The First Persian Gulf War

34 years ago today, on August 2, 1990, Iraq (a “bigger country” as Kamala Harris might–in context–have explained) invaded and annexed Kuwait (a “smaller country,” ditto.)

So, as she said herself, “Basically, that’s wrong.”

The West didn’t take it well.  And so–a week later–on August 9, 1990, the United States launched Operation Desert Shield with the intention of expelling Iraqi troops from Kuwait and and reestablishing the pre-war boundaries.

Cue huge success.

Subsequent events have not worked out quite so unequivocally well.

And we are still living with the consequences.

 

2 thoughts on “The First Persian Gulf War”

  1. I, like many Americans, was shocked that Bush I did not travel deeper into Iraq and clean house. It might have prevented the need gor the second Iraq war.
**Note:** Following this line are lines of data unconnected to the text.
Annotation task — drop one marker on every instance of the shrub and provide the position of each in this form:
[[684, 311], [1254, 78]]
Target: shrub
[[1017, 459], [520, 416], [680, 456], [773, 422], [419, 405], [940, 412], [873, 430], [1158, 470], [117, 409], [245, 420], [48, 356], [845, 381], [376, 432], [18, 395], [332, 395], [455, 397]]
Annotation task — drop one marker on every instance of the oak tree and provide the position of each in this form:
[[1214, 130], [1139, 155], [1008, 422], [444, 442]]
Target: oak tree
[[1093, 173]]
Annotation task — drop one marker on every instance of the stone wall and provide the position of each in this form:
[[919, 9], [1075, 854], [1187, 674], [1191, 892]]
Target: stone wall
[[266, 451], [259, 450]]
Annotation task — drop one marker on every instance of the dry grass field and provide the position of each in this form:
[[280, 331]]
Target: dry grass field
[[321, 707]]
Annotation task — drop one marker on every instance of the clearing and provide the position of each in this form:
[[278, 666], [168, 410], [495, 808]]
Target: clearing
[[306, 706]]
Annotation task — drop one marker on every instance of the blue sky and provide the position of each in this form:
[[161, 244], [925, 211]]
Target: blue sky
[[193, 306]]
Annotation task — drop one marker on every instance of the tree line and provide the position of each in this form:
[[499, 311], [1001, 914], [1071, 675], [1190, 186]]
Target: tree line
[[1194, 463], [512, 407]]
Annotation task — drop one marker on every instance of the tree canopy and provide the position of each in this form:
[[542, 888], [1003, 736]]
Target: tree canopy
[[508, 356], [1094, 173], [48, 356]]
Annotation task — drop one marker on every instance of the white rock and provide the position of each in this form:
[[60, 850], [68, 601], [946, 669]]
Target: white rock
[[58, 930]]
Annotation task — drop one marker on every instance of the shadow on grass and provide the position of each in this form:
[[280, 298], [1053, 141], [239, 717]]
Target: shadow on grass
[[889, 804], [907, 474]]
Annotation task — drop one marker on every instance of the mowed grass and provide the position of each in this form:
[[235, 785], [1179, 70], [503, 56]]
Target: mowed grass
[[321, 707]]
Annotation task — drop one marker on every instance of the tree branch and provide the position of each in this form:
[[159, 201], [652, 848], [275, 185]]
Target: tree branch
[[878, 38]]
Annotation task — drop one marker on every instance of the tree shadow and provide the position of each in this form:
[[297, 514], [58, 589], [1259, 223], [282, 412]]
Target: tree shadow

    1. Agree. IMHO, there’s always been something of an aspect that the US didn’t really need to try too hard to establish Democratic regimes around the world.

      Many years ago, a friend pretty much forced me to watch the movie “Full Metal Jacket” (long story). In the movie (which is largely worthwhile) the Pogue Colonel says at one point, “We are here to help the Vietnamese, because inside every gook there is an American trying to get out.”

      That’s false. It’s something that the British Colonialists (at least the good ones like my dad) realized was false long before the bureaucrats of the State Department, or the minions of the Foreign Office, figured such a thing out.